At least three cease-and-desist orders had been issued by MARINA against the RDC, which involves cancellation of the franchise, suspension of operations, and prevention of vessels to sail. These company's vessels include two tankers and a passenger ship. MARINA later found probable cause to file charges against the RDC. In May, MARINA–NCR revoked the company's license; the said decision is not yet final.

Some legislators raised the possibility of the government's sanctions against RDC and the vessel's charterer SL Harbor Bulk Terminal Corporation; the latter is exempted from any liability under the law.

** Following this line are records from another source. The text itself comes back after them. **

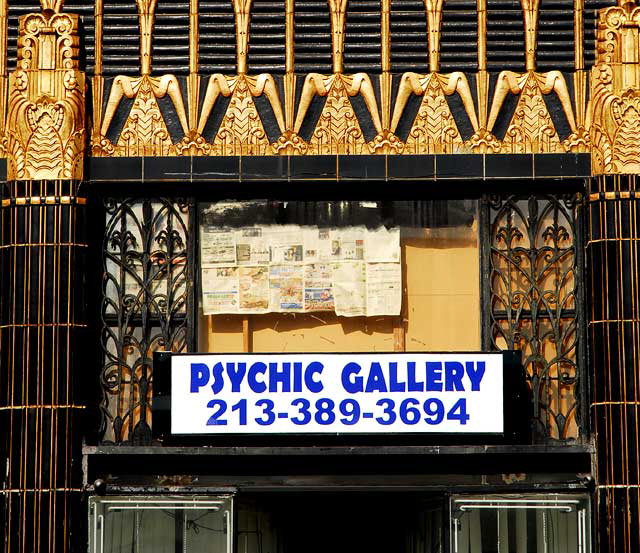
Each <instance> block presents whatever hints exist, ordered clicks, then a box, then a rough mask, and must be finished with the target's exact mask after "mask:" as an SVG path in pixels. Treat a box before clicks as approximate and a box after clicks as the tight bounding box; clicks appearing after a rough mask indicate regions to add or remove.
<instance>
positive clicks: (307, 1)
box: [295, 0, 332, 75]
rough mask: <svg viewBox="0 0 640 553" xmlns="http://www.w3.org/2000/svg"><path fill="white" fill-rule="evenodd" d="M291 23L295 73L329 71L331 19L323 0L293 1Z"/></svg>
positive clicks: (330, 72)
mask: <svg viewBox="0 0 640 553" xmlns="http://www.w3.org/2000/svg"><path fill="white" fill-rule="evenodd" d="M295 24H296V37H295V64H296V68H295V70H296V73H321V74H324V75H328V74H330V73H331V72H332V67H331V19H330V16H329V6H328V5H327V2H326V0H325V1H317V2H314V1H313V0H297V1H296V4H295Z"/></svg>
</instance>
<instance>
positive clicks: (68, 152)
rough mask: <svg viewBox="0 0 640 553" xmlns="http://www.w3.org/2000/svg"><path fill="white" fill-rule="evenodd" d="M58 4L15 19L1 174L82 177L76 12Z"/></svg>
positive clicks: (82, 120) (81, 89)
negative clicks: (2, 169)
mask: <svg viewBox="0 0 640 553" xmlns="http://www.w3.org/2000/svg"><path fill="white" fill-rule="evenodd" d="M61 7H62V2H56V3H51V5H50V6H46V9H47V11H45V12H44V13H42V14H28V15H25V16H23V17H21V18H20V28H19V33H20V40H19V46H20V48H19V53H18V58H19V60H20V61H19V64H18V68H17V69H16V70H15V71H13V72H12V73H11V74H10V76H9V108H8V115H7V127H6V132H5V136H4V139H3V148H4V149H5V151H6V152H7V153H8V157H9V160H8V168H7V178H8V179H11V180H14V179H15V180H32V179H82V175H83V160H84V141H85V128H84V110H85V96H84V94H85V88H84V73H83V72H81V71H80V70H79V64H78V45H79V39H78V16H77V15H68V14H59V13H55V11H59V9H60V8H61Z"/></svg>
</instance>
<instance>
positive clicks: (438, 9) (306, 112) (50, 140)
mask: <svg viewBox="0 0 640 553" xmlns="http://www.w3.org/2000/svg"><path fill="white" fill-rule="evenodd" d="M131 2H132V3H133V2H135V5H136V7H137V17H138V28H139V35H140V48H139V51H137V53H136V54H135V55H137V57H138V61H139V75H137V76H136V75H119V76H115V77H110V76H109V77H107V76H104V75H103V69H102V55H101V52H100V45H101V44H102V39H101V38H100V40H98V39H97V38H96V55H95V62H96V63H95V70H94V74H93V75H92V76H91V79H90V80H91V82H90V98H91V108H92V109H91V110H90V113H89V120H88V122H85V107H84V106H85V98H86V96H87V91H86V89H85V75H84V73H83V72H82V71H81V70H80V62H79V60H80V58H81V50H82V49H81V44H80V36H79V31H78V26H79V16H77V15H74V14H67V13H65V12H63V11H62V2H61V1H57V2H53V1H51V2H48V1H46V2H45V1H43V3H42V5H41V8H42V9H41V12H40V13H33V14H28V15H25V16H22V17H21V18H20V27H19V35H20V36H19V41H18V60H17V67H16V68H15V69H13V71H12V72H11V73H9V76H8V78H6V77H1V78H0V85H2V86H0V95H3V96H6V98H7V101H6V115H3V114H2V113H0V115H1V116H2V117H0V119H1V120H0V133H1V134H2V141H1V145H2V152H1V153H3V154H4V155H6V157H7V158H8V168H9V169H8V175H9V178H12V179H42V178H74V179H80V178H82V175H83V172H82V167H83V164H84V160H85V159H86V157H87V156H89V155H93V156H98V157H140V156H256V155H257V156H278V155H336V154H340V155H361V154H367V155H372V154H373V155H376V154H382V155H403V154H414V155H415V154H418V155H420V154H458V153H479V154H493V153H506V154H516V153H534V154H544V153H584V152H591V153H592V164H593V172H594V173H595V174H598V173H634V172H635V173H637V172H640V153H638V150H637V148H636V146H635V145H636V144H637V141H638V140H640V73H639V71H640V61H639V60H640V53H639V48H640V47H639V44H640V37H639V34H640V33H639V31H640V8H637V7H636V6H635V4H633V3H630V2H627V3H621V5H619V6H614V7H610V8H607V9H604V10H601V11H600V15H599V20H598V30H597V49H596V50H597V59H596V60H595V62H596V64H595V66H594V67H593V69H592V70H591V71H590V73H589V72H587V70H586V69H585V63H584V59H583V57H584V55H583V42H584V36H583V34H582V33H583V31H582V28H583V22H582V12H583V6H582V5H581V4H580V2H576V5H575V10H574V18H575V37H574V38H575V40H574V42H575V64H574V67H575V70H574V71H573V72H571V73H567V72H561V71H557V70H549V71H544V72H541V71H538V70H537V67H536V55H537V49H538V47H537V38H538V27H539V2H538V1H536V0H521V10H522V22H523V31H524V52H523V54H524V58H525V71H524V72H517V71H513V70H511V69H510V68H508V67H505V68H504V70H503V71H498V72H490V71H488V69H487V53H486V52H487V44H486V36H487V21H486V18H487V15H486V5H485V0H479V3H478V12H477V26H478V51H477V71H476V72H459V71H455V72H441V70H440V50H441V46H440V34H441V27H442V14H443V12H444V10H446V9H447V6H446V0H424V16H425V24H426V27H425V28H426V31H427V32H426V33H425V50H426V52H425V53H426V54H428V56H427V58H428V65H427V66H426V67H418V66H416V67H415V71H410V72H406V73H403V74H398V73H394V72H393V67H392V64H391V53H390V44H391V33H390V21H389V13H390V9H391V3H390V0H381V4H380V30H381V51H380V60H381V69H382V71H381V73H380V74H369V73H364V72H352V71H350V70H349V66H348V64H345V61H344V50H345V40H348V36H347V34H346V33H345V28H346V16H347V14H348V12H349V3H348V0H327V4H326V9H327V15H328V18H329V21H330V34H329V35H328V36H327V37H326V40H327V41H329V42H330V44H331V57H332V69H331V72H330V73H327V74H324V73H322V74H321V73H309V74H304V73H299V72H298V71H297V68H296V59H295V55H294V54H295V52H294V45H295V31H296V29H295V18H294V12H295V3H294V0H285V3H284V6H283V9H284V11H285V34H286V36H285V60H284V61H285V65H284V69H285V71H284V73H283V74H271V73H257V74H252V73H250V72H249V70H248V54H249V50H250V44H251V36H250V35H251V33H250V29H251V26H250V21H251V14H252V8H253V5H252V0H229V5H230V9H231V8H232V9H233V14H234V17H235V50H236V67H235V71H234V72H231V73H229V74H223V73H213V74H209V75H207V74H203V73H202V72H201V71H200V67H199V57H198V29H199V27H198V16H199V14H198V6H199V4H198V2H196V1H192V2H191V11H190V18H189V20H190V36H189V60H188V61H189V64H188V66H189V73H188V74H187V75H173V74H156V73H154V72H153V32H154V25H155V19H156V8H157V0H131ZM100 5H101V3H100ZM96 18H98V9H97V8H96ZM0 23H2V33H4V36H6V34H7V16H6V8H5V13H4V15H1V14H0ZM96 28H97V29H98V31H97V32H99V33H100V32H101V29H102V25H101V23H100V24H98V23H97V24H96ZM96 36H97V35H96ZM132 55H133V54H132ZM2 58H3V60H2V63H3V64H4V65H5V66H6V52H5V55H4V56H2ZM588 98H590V99H589V100H588ZM0 100H2V98H0ZM4 106H5V102H2V101H0V107H2V109H5V107H4ZM85 127H86V128H88V129H90V131H89V132H88V134H89V136H90V140H89V143H88V144H87V143H86V141H85V136H86V134H87V132H86V131H85Z"/></svg>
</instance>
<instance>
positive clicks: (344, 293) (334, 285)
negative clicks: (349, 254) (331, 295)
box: [333, 262, 367, 317]
mask: <svg viewBox="0 0 640 553" xmlns="http://www.w3.org/2000/svg"><path fill="white" fill-rule="evenodd" d="M333 297H334V302H335V309H336V315H341V316H343V317H357V316H359V315H366V308H367V304H366V288H365V264H364V263H362V262H341V263H334V264H333Z"/></svg>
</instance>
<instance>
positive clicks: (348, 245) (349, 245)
mask: <svg viewBox="0 0 640 553" xmlns="http://www.w3.org/2000/svg"><path fill="white" fill-rule="evenodd" d="M365 232H366V229H365V228H364V227H347V228H341V229H332V230H331V233H330V234H331V258H332V259H333V260H334V261H362V260H363V259H364V236H365Z"/></svg>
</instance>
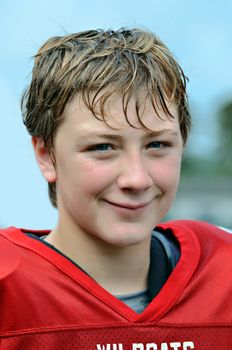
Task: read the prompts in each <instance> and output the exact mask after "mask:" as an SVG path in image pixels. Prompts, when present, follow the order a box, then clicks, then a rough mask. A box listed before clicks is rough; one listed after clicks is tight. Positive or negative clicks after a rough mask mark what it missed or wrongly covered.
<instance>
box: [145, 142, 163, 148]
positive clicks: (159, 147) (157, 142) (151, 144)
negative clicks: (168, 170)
mask: <svg viewBox="0 0 232 350" xmlns="http://www.w3.org/2000/svg"><path fill="white" fill-rule="evenodd" d="M162 146H164V144H163V143H162V142H160V141H154V142H151V143H149V145H148V148H156V149H159V148H161V147H162Z"/></svg>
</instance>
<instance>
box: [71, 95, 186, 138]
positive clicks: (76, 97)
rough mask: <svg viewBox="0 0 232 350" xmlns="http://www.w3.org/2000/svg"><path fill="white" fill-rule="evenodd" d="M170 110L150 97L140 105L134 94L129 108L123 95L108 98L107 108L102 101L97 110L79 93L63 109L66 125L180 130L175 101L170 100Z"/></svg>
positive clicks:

In June 2023, NBI, as well as Pola mayor Jennifer Cruz, filed before the Department of Justice (DOJ) multiple recommended charges against certain individuals. In February 2024, DOJ recommended the filing of criminal charges against the ship's owners and corporate officers, as well as a MARINA personnel and a private individual, all in relation to falsification of documents, though their names were not disclosed yet. The complaints against 19 Philippine Coast Guard (PCG) personnel and another MARINA personnel were dismissed due to lack of probable cause. Charges of perjury against two RDC officials were not included in the recommendation.

On the other hand, in August 2023, the second batch of the charges was filed by the NBI–Environmental Crimes Division before the Office of the Ombudsman; mainly with violation of Republic Act 3019 (Anti-Graft and Corrupt Practices Act). Same respondents were charged:
- Nine RDC officials and six crew members of the oil tanker;
- Nineteen PCG members for grave misconduct and neglect in the performance of duty, for its alleged failure to inspect the tanker before its departure;
- MARINA director and MARINA Shipyard chief, both in Region V, for grave misconduct and neglect in the performance of duty.

Another batch is expected to be filed against the RDC for allegedly violating environmental laws.